Dernièrement j’ai eu une chouette idée. J’ai pensé (et dit tout haut, ça va de soi) : « Un jour, faudrait qu’un mec vienne mixer avec des vieilles K7 audio toute pourries et il y  aura toujours des imbéciles pour trouver ça cool ». J’étais sûre de moi parce que j’ai déjà vu (à de nombreuses reprises) des gens faire de trucs complètement stupides (et même pas drôle) un nouveau concept et se justifier sous le prétexte fallacieux de l’ironie. Je peux vous dire que ça marche super bien, on peut déplacer une foule incroyable de désoeuvrés décérébrés avec ce genre d’ « idées » (oh ça va ! j’y vais aussi hein).
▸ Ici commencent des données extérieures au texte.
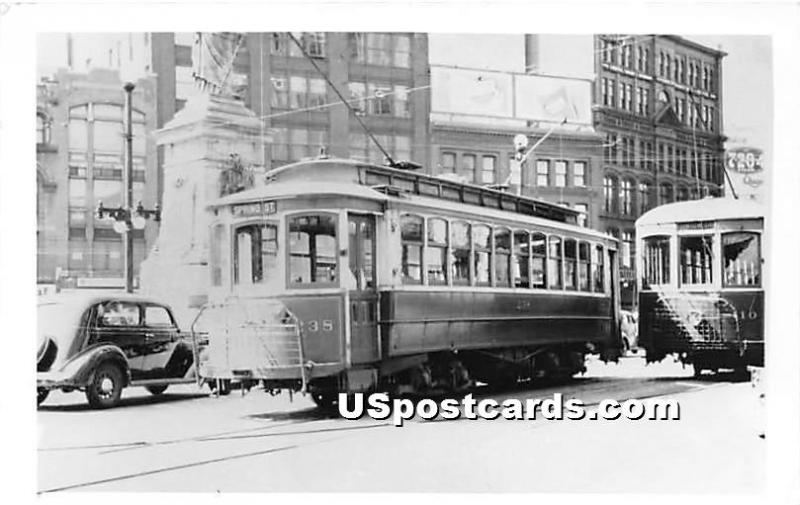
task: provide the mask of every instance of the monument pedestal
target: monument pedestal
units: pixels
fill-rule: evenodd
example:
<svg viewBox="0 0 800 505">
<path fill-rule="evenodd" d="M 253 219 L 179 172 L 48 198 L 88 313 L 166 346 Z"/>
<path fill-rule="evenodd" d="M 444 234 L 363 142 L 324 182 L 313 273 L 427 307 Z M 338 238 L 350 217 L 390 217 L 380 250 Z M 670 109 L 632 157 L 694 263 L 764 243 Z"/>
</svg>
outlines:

Bin ce soir, j’y ai repensé et à mon avis, c’est bien possible. J’ai presque envie de me lancer tiens. Je serais tellement hype que j’aurais certainement mes entrées au Baron pendant 15 jours (au moins !).


Ensuite, j’ai réfléchi aux contraintes techniques, « ouhlala, y a du boulot ! » je me suis dit. Il faudrait enregistrer les cassettes avant (mais au moins, pas de chantages de playlists le soir même), faudrait écrire à la main tous les titres dans la jaquette comme on faisait quand on était petit. Et puis surtout y a le problème du rembobinage, de l’attente que ça implique, et du bruit terrible que ça fait (il me semble pourtant que vers la fin, il y avait des radiocassettes ultra perfectionnés qui repéraient la fin d’un morceau, oui ? non ?).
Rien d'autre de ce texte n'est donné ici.